“Masterminds” is a comedy based on the true story of one of the largest bank heists in America… and one of the most simplistic minds there is. Galifianakis plays David Ghantt who would do anything for the woman of his dreams. Galifianakis would do anything for a role, going as far as “sharting” in a pool for this one. Okay! I couldn’t help myself. I laughed at that. Sometimes the really stupid funny makes me giggle and this is about as stupid as they come.

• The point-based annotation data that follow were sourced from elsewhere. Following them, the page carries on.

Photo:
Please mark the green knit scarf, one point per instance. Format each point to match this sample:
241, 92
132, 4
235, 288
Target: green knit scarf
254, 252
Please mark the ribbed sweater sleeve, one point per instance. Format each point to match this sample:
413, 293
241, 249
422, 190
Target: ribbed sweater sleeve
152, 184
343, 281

Based in North Carolina, Hess uses every southern stereotype he could find from wood paneling on all the walls to a high-rise double-wide trailer to the hicks in them but the worst is the extra nauseatingly thick accent Galifianakis uses. It gets old very fast but there’s something about his comedy in this movie that you can’t help but find amusing and enjoy. I’d guess it’s his chemistry with director Jared Hess of “Nacho Libre” and “Napoleon Dynamite” that works to create a blissfully ignorant hayseed who is somehow still smart enough to pull of a 17 million dollar heist for the woman he loves, Kelly (Wiig), who is not his fiancé, might I add. His fiancé is Jandice and portrayed by McKinnon who does white trash brilliantly and the only way to describe her character is “weird”. McKinnon is always good at weird but this Jandice character goes way beyond the norm. Wiig, executes the love interest in the film and is, for the most part, playing straight for a change. There are a few laughs from her but it seems oddly fitting that she is the balance to all of the crazy going on; you expect insane from her in a film like this but when she delivers compassion and caring for someone getting taken advantage of, the story seems more real.
Kelly gets David to help her and her pals steal the money and behind his back they have planned on David to also be the fall guy. Steve Chambers (Wilson) is running the show and after David steals the money from Loomis, Fargo & Co., which becomes the second largest cash robbery in U.S. history, even appearing on shows like “America’s Most Wanted” because of it, he sends David to Mexico with a small allowance until things cool down and they “meet up with him later.” While they are living the good life, he’s in Mexico waiting for his girl. So, perhaps the David in the film isn’t so far removed from reality. However, feeling the pain of being the patsy, perhaps an exaggerated film of bringing them all to justice was his best revenge.
The sight gags in “Masterminds” are great. The characters are grotesquely over-the-top and you’ll laugh but to dig deeper into what you’re seeing, the structure isn’t there and doesn’t hold up. It feels as if you’re clicking on Youtube, looking for the funny clips and all the while not as entertained in-between the clicks. However, the costume changes and bizarre you get from Galifianakis and then the relationship that develops between him and the man sent to kill him, Mike McKinney (Sudeikis), makes this absurd film one to take a peek at. It has that “Napoleon Dynamite” feel to it and I wouldn’t be surprised if it picks up momentum with people watching this more than once to take it all in again and to perhaps take another look at the characters to figure out who may have taken the still missing two million dollars. Now you’re interested. By the way, stay at the end for some extra fun stuff.